May 14, 2013

Facebook would've been good for my grandpa

By all accounts, my maternal grandfather was a very social man. Like me, he was an entrepreneur—he owned business after business, buying and selling them like they were nothing but also putting a lot of hard work into them. I just recently found out that he and my girlfriend's grandparents were very good friends many years ago. And that comes as no surprise—he seemed to know everyone in our little hometown.

As he got older, though, my grandpa slowly withdrew. After he was diagnosed with cancer and alcohol became a large part of his life, my family and I saw him less and less. He lived alone—accompanied only by his dog and his thoughts. I am certain that that contributed to his depression and the overall decline of his well-being.

My grandpa died in 2004. He didn't own a computer, and as far as I'm aware he had never used email or anything related to the Internet. Conversely, I've been involved in some sort of online social networking for years. Email, this blog, Facebook, Twitter—they're a much bigger part of my life than the telephone or TV.
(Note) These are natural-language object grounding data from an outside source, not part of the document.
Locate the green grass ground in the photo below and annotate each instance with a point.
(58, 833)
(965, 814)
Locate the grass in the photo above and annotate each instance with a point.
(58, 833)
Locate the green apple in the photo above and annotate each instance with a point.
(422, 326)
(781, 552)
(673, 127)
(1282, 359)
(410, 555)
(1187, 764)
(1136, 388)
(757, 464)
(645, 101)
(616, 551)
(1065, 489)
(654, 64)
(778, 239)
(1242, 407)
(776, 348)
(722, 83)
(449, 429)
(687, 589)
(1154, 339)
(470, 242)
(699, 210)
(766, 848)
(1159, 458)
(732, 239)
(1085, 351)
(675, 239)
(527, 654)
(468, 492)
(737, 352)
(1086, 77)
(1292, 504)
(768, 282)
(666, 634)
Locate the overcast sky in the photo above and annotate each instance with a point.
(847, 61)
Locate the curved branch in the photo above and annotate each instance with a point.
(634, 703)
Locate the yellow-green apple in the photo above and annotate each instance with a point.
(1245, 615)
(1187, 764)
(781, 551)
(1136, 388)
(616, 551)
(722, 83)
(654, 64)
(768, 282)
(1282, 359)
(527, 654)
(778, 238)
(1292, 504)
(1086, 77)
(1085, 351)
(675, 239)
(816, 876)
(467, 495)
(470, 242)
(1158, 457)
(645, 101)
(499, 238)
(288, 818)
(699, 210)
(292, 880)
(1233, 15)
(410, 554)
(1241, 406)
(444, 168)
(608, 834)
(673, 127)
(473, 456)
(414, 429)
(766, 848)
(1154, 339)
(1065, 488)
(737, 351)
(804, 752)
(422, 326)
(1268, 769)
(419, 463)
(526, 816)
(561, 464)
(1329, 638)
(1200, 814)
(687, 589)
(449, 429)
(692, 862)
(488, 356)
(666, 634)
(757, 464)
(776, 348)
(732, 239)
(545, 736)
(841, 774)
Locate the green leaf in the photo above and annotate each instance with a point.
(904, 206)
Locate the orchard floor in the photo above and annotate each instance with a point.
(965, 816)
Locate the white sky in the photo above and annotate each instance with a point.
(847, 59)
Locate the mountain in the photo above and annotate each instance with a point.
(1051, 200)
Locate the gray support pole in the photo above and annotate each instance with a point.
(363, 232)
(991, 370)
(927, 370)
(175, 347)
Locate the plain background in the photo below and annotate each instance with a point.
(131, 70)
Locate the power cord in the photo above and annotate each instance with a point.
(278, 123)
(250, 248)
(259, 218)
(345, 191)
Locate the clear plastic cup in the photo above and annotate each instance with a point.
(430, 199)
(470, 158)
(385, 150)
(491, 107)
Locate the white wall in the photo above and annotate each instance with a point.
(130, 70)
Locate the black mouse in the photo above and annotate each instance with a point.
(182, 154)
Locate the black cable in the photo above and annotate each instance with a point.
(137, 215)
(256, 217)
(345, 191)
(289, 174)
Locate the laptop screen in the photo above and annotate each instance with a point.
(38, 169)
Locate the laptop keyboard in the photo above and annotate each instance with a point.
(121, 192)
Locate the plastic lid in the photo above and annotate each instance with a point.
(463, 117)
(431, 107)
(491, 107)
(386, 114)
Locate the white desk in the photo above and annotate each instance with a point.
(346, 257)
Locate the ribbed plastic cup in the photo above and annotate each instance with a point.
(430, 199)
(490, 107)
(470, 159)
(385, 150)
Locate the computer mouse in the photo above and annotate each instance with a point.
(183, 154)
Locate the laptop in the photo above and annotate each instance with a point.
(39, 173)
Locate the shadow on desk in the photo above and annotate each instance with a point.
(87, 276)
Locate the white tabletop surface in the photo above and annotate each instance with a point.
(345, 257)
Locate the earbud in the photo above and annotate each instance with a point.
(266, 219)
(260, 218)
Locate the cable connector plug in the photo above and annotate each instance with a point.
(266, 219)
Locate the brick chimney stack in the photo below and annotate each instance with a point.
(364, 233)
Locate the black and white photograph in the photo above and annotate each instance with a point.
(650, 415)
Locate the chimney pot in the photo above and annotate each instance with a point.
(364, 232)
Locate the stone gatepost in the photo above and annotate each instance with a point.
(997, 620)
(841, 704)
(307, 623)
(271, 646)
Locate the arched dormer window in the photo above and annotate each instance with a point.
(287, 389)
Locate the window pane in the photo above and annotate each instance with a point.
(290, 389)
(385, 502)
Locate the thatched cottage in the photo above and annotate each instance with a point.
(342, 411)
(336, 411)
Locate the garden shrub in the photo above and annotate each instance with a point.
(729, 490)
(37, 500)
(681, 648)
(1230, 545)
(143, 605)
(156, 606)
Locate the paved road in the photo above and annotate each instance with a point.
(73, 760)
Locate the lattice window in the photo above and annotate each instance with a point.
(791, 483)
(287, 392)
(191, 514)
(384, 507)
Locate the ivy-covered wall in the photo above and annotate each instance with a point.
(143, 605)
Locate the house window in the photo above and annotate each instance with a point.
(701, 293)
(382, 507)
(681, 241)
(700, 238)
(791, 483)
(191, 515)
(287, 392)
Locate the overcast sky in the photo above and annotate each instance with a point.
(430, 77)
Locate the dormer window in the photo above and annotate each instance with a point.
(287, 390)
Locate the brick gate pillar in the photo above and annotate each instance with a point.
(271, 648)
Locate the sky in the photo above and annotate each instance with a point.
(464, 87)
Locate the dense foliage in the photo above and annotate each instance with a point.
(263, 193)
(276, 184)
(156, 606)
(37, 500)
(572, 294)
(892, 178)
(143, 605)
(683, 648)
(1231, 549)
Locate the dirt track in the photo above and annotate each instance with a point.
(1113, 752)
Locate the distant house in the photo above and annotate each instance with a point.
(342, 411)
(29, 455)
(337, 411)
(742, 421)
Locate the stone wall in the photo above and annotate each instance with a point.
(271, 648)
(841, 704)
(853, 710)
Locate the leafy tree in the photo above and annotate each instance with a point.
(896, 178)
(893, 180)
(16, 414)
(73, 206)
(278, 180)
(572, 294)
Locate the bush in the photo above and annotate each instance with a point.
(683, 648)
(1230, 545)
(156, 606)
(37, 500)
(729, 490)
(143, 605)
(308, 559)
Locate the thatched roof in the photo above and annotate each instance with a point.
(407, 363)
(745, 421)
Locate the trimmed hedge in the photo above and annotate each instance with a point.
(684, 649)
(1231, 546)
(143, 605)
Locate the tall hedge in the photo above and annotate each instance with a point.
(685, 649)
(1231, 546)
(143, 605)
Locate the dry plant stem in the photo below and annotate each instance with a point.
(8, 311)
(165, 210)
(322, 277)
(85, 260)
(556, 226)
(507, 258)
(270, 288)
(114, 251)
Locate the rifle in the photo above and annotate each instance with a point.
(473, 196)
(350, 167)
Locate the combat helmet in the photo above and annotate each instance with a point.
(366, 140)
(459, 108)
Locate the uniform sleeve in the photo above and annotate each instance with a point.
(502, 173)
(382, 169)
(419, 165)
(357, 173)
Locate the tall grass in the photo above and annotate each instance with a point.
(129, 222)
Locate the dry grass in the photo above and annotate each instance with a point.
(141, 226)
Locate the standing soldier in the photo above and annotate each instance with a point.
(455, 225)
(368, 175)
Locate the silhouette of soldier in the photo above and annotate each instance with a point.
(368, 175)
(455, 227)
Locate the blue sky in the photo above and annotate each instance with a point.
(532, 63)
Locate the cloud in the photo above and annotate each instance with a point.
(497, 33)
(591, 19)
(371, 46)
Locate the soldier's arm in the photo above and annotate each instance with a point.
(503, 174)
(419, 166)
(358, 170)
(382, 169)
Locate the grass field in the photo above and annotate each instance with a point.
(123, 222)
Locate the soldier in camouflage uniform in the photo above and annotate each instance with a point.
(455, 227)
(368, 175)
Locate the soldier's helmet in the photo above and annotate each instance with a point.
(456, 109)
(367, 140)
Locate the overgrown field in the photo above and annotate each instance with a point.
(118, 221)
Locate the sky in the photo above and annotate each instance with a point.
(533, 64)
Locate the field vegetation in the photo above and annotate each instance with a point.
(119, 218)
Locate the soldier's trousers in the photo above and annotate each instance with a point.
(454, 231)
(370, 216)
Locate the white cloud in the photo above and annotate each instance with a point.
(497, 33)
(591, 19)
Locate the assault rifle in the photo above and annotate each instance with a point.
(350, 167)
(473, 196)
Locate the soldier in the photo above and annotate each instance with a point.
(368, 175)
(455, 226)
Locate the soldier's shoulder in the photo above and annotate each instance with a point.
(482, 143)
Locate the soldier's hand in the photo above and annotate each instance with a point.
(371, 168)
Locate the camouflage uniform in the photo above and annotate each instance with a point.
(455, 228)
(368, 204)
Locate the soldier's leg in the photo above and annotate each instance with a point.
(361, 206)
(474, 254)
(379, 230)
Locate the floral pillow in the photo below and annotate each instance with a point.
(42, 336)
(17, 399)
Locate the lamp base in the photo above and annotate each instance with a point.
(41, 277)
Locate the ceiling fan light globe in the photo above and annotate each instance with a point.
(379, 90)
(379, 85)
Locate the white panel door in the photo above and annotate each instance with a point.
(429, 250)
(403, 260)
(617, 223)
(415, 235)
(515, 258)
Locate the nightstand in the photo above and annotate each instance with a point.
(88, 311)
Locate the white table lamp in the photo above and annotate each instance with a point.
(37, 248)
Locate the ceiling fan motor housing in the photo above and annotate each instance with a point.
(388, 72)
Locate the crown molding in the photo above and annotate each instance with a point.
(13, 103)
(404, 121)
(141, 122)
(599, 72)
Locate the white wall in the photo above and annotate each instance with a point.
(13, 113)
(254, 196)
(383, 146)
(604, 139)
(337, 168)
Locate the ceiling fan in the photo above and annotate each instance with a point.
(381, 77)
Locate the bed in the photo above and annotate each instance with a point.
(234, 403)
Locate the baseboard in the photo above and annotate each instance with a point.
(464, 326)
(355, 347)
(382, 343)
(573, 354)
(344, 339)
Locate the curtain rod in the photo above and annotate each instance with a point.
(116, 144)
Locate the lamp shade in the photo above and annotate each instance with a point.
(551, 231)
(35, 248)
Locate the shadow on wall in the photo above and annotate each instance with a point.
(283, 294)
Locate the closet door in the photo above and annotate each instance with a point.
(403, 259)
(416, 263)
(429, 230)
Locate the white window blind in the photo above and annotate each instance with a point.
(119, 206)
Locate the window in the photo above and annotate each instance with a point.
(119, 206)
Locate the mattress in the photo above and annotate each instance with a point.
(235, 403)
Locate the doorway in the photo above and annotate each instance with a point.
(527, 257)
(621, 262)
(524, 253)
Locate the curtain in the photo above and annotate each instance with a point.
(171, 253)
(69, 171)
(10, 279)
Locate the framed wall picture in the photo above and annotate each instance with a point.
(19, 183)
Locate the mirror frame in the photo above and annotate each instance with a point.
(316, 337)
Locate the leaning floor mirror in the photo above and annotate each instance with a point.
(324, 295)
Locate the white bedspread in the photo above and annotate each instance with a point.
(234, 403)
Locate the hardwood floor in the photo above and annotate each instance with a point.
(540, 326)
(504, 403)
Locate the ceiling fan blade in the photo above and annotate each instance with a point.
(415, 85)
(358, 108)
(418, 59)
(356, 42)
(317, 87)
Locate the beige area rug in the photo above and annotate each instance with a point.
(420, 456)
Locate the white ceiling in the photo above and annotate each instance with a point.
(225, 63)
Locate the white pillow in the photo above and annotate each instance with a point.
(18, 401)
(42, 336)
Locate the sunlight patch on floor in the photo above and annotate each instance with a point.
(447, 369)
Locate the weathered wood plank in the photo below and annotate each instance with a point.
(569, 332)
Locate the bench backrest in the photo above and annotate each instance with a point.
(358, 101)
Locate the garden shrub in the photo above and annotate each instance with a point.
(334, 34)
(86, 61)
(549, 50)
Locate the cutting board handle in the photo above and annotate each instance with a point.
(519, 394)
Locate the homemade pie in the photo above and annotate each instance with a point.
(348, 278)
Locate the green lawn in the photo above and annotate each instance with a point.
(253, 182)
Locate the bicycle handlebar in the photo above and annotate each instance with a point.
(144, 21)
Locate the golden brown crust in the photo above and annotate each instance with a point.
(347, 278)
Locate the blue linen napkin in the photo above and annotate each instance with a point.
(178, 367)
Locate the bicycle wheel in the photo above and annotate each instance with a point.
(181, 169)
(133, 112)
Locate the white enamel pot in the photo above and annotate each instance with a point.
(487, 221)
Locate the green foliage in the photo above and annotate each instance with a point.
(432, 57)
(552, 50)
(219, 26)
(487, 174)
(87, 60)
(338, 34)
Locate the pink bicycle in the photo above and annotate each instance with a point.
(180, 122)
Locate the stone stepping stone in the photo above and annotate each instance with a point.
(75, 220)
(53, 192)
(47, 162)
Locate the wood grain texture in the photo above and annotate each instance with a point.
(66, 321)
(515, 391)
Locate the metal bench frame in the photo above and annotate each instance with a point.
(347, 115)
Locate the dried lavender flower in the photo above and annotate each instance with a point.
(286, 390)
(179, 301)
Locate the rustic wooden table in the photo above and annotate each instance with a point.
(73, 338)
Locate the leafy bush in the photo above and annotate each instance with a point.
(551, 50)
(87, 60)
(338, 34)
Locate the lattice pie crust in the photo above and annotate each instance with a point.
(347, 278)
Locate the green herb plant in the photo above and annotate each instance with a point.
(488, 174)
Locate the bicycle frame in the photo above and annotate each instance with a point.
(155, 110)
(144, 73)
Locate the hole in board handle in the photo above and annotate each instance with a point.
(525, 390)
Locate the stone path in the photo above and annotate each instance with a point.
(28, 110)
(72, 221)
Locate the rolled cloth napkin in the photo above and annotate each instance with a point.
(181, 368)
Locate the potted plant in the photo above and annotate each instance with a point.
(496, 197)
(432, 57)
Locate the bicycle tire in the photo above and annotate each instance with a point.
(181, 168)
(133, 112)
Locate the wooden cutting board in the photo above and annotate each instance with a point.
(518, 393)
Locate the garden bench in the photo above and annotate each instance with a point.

So even when I'm here, alone with Shadow, somewhat withdrawn, I'm not really alone. People like you read what I write, and you respond. I stay in touch with my friends and acquaintances, and sometimes I know more about what's going on in their lives than in my own. I can simply lurk and feel part of people's days, or I can inject the occasional reply or snarky comment, depending on my mood.

I feel connected, in a way my grandfather didn't at the end of his life. I think he really would have benefited from something like Facebook or Twitter—some means to stay in contact with his friends and family. It's a new thing in our time, this ability to dip into and out of the lives of people we know—if we choose—to remain the social people we want to be, even if our bodies won't let us do so easily or frequently face-to-face anymore.